Tuesday, May 29, 2007

Screen Business

In Mark Mayerson’s recent post about Pinnocchio,
he offers this neat bit of observation…

One thing this sequence excels at is the use of stage business. In too many modern animated films, characters stand around yakking with nothing else to do. The animator is stuck trying to find arm gestures and head bobs that go with the dialog. In this sequence, Stromboli is working with a prop in almost every scene and using the prop to perform specific actions.

That nails it pretty well, don’t you think?

So as usual, I got to thinking, well, why is it this way? The best answer I could come up with is the heavy production process that every CG asset labors under. If it exists on screen, then it has to have the following tasks completed-

  • designed
  • color designed
  • modeled
  • rigged
  • UV’s
  • textured
  • render tested
  • animation tested
  • pipeline asset coordination & compliance
  • multiple version publishing (render version, layout rig, animation rig, etc.)
  • placement & tracking within the scene as it transits from dept. to dept.

And that’s the basic minimum for everything you see on screen, from the smallest ball point pen or coffee mug to a complex machine. The task list is the same, and each task is the domain of a different department, usually. And each task needs to be tracked for schedule, modification, approval, etc. In other words- props in CG are expensive, even “simple” ones. With such a heavy price to pay, naturally the prop list will take a hit when producers are looking for ways to maximize their production pennies. Not to mention that CG character interaction with other objects is still one of the biggest technical pains in the gluteus maximus that exists in the animator’s workday. It’s just a beating. So we take stuff out of the character’s hands and leave the animator to try and find some interesting way to combine hand gestures- of which the general library tends to be somewhat shallow.

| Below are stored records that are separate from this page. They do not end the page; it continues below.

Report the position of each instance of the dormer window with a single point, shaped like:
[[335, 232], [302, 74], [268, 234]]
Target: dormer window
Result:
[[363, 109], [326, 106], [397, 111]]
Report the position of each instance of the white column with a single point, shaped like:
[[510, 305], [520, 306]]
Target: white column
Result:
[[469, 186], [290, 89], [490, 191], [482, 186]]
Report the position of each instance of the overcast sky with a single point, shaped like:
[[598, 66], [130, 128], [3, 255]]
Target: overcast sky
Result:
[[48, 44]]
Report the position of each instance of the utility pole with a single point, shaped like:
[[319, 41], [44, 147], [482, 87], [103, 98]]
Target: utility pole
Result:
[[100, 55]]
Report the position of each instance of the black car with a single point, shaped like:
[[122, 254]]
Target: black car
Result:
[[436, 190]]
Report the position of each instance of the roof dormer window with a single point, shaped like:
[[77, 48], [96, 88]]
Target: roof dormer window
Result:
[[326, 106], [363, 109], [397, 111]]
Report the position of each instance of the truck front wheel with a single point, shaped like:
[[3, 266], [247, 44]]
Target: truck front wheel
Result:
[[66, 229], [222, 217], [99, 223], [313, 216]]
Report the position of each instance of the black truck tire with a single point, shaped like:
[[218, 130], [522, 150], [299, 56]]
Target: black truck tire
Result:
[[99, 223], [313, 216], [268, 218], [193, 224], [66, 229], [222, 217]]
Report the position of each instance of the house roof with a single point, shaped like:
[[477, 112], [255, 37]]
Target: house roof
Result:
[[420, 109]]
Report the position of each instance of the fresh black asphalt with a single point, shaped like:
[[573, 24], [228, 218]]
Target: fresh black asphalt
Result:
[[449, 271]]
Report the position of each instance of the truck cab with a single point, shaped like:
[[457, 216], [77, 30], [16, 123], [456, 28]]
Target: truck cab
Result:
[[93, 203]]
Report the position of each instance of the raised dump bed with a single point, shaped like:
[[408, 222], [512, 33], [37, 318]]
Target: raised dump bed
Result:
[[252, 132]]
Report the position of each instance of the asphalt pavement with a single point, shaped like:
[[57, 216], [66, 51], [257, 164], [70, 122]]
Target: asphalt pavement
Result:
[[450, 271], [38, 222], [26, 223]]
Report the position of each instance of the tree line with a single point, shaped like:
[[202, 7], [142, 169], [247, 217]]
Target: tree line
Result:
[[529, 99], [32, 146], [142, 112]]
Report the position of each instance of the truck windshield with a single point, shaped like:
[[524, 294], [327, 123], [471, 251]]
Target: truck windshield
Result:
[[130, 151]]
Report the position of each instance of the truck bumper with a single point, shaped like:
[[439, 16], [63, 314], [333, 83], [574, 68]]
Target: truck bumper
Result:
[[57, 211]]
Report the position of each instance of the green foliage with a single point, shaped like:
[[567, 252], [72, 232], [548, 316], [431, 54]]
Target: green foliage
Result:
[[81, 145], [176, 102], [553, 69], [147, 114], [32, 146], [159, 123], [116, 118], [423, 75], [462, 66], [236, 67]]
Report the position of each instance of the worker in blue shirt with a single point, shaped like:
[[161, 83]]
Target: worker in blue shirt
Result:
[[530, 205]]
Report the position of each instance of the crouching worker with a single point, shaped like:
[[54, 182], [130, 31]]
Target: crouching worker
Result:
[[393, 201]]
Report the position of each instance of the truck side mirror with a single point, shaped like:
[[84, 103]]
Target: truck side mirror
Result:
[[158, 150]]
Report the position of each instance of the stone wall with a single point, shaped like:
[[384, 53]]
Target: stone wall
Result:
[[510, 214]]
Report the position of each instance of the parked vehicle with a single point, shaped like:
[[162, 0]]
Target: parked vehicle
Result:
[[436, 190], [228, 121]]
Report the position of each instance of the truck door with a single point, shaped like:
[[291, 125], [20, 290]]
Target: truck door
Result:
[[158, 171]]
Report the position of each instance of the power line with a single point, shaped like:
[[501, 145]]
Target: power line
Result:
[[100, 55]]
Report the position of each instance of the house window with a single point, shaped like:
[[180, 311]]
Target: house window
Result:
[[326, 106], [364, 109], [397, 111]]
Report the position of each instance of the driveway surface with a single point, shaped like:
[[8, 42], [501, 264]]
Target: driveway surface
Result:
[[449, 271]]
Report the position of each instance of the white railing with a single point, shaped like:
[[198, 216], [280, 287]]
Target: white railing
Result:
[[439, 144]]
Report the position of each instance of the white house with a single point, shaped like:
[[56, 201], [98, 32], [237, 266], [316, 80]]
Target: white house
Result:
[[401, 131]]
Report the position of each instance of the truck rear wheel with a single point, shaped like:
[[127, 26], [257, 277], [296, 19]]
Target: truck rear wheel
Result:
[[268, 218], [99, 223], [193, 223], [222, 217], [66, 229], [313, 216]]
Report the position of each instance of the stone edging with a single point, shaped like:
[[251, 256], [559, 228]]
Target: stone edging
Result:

Prop interaction (or ’screen business’ in old days speak) allows for a greater variety of actions for the characters to perform, immediately adding a sense of depth and believability to the milieu onscreen. And when you can draw you props as easily as anything else, well, it’s no wonder that 2d films have more of it. A fine example in a recent traditional film was the sequence where we see the introduction of Mr. Silver in Disney’s Treasure Planet. The stuff they have him do in that 2 minute section of him cooking and then sharing his stew would cost many, many millions of dollars in CG.

As in other areas, a good place to look for comparison to CG in this regard seems to be puppetry or stop-motion animation. But even there they’re ahead of CG on ease of implementation. A physical model of a clay coffee cup takes about 15 minutes to make and bake and the animator can put it in the character’s hands easily with a bit of sculpy on the backside. Puppeteers using the glove hand can just pick up the object after they come back from buying it at Target or Walmart. Compared to the flaming technical hoops that CG animators need to jump through just to have something for a character to pick up, and then have that character pick that something up- it’s child’s play.

It’s just another example of how the technology of the medium can get in the way. What would revolutionize things is to come up with an asset production paradigm that was as intuitive and simple as it is in 2d films. Unfortunately the massive command and control requirements of a large scale CG film kinda preclude such low level action.

Seems to me there could be some innovation of thought that would streamline the process and open some doors creatively. Maybe there’s a technological solution, but I think CG practitioners tend to look to the Technology Genie to give them their magic wishes a little too quickly. I’d be interested in hearing if some production of size had managed to find a way to quickly and effectively introduce props or assets in a way that still allowed it to get onscreen with acceptable quality without such a heavy task/workload toll? Do any commenters have any examples or anecdotes that might be had by way of improvement?